# kann .htaccess umgangen werden?



## Flattman (29. Oktober 2003)

Hallo,
ich verwende auf meinem Server oftmals den PWSchutz durch .htaccess. Nur stellte ich mir vor ein paar Tagen die Frage ob man diesen Schutz irgendwie umgehen kann? Ist sowas möglich? Und wenn ja wie wird sowas realisiert? Jetzt bitte nicht denken das ich vorhabe irgendwelchen Unsnn damit zu machen. Will nur veruschen dann mir einen sicheren PWSchutz zu bauen per PHP oder so. Muss dafür aber wissen was beim .htaccess nicht richtig funktioniert, wo die Lücken sind.

 MfG & 
  Flattman


----------



## Thorsten Ball (29. Oktober 2003)

Hi Flattman,

also eigentlich dürfte es nicht umgänglich sein.
Die .htaccess Datei schützt einen Ordner und braucht
Benutzername und Passwort um eine dort befindliche
Datei aufzurufen. Das kann man dann auch nicht
durch irgendwelche Links umgehen, da die ja
auch den Ordner aufrufen. 

Falls aber eine Zugang zu deinem Webspace hat, kann
er die .htaccess Datei löschen, und damit ist der Schutz dahin.

Also ich bin ja nicht so der Pro im .htaccess Sperren umgehen, aber ich behaupte dass es unumgänglich
ist, falls man keinen Zugriff auf den Webspace hat.

MrNugget


----------



## Flattman (31. Oktober 2003)

jo .

nur wie sieht es aus wenn man das PW welches übermittelt wird vor dem server abfängt? wird es verschlüsselt versendet. also für jede session ein neuer verschlüsselungschlüssel verwendet? Wenn man das ausspähen kann, könnte man ja theoretisch das PW abfangen und selber hinschicken, so hätte man dann ja zugang oder?

MfG
  Flattman


----------



## Fabian H (31. Oktober 2003)

Wenn das System ein UNIX System ist, dann wird es in der .htpasswd mit einer DES-Verschlüsselung gespeichert. Was aber nicht heißt, dasss es auch so übertragen wird.
Wie es übertagen wird, kann ich dir nicht sagen, aber die Warscheinlichkeit, dass jemand deinen Datenverkehr abhört ist äußerst gering.
Allein schon durch die technischen Möglichkeiten:
Es kann ja nicht jeder x-Beliebige von irgendeinem PC aus deine Pakete abfabgen, dazu müsste er schön irgendwo an direkt deinem Knoten (oder wo auch immer) hocken.

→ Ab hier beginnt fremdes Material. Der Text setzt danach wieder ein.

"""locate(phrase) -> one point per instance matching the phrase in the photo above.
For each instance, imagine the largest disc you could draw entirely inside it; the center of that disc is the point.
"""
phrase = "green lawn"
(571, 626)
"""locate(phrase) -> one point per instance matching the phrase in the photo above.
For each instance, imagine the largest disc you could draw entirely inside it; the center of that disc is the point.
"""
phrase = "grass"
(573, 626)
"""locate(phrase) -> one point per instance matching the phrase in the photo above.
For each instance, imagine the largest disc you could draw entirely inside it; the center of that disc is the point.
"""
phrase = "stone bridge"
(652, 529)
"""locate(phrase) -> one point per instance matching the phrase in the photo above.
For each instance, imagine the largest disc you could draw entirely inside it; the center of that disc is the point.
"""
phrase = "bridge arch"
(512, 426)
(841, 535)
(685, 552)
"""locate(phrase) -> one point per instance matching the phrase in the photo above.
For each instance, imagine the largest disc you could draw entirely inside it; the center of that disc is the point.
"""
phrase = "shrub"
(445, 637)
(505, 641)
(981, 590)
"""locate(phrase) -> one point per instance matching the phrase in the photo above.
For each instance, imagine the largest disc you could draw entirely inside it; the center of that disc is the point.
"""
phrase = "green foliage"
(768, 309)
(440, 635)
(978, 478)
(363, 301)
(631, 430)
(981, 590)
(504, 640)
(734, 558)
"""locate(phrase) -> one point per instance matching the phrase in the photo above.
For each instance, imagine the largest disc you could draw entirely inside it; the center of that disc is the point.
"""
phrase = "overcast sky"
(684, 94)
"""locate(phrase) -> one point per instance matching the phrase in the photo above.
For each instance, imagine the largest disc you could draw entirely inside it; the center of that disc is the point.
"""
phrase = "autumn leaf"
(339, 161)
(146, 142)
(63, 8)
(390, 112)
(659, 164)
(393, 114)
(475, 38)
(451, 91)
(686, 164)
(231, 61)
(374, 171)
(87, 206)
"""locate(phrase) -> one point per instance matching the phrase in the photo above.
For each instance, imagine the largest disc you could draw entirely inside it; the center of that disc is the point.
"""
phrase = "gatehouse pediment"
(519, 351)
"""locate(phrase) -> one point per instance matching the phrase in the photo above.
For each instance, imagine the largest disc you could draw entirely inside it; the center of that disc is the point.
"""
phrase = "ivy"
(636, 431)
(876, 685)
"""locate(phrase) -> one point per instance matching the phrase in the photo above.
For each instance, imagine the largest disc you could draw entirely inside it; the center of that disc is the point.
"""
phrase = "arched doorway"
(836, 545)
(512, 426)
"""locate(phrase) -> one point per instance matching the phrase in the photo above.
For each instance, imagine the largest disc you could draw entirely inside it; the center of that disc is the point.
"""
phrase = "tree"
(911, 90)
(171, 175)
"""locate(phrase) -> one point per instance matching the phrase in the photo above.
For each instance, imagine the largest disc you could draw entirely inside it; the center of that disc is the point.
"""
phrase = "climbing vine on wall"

Ausserdem solltest du darauf achten, dass du den Inhalt der htpasswd-Datei nicht gerade auf die Startseite legst (DES-Verschlüsselung ist mit Bruteforce in nicht all zu langer Zeit geknackt). Aber da die meisten Webserver sowieso so eingestellt sind, dass man auf die .ht* Dateien nicht zugreiffen kann, dürfte das auch kein Problem darstellen.


----------



## Tim C. (31. Oktober 2003)

Sollte, hätte, würde, wenn. Konditional at it's best 

Nein mal Spaß bei Seite, da htaccess direkt auf Webserver Ebene läuft, ist es meiner Meinung nach die sicherste (nicht verschlüsselte) Login Methode. Das würdest du selbst mit PHP kaum sicherer hinbekommen, es sei denn du verwendest dann ebenfalls die Header-Autentifizierung (wie auch htaccess), also das gleiche Eingabefeld, gleichst aber dann die Daten mit einer Datenbank ab. So könnte man sich die .htaccess Datei sparen.

Ich weiss aber nicht, ob das wirklich genauso sicher ist. Weil es ist ja nicht mehr so nahe am Server dran, wie htaccess, da es erstmla über dne PHP-Parser laufen muss.

Mag sein, dass ich jetzt kolossal daneben liege, dann möge mich wer berichtigen.

Für verschlüsselte Logins, müsstest du dich mal mit SSL auseinandersetzen.


----------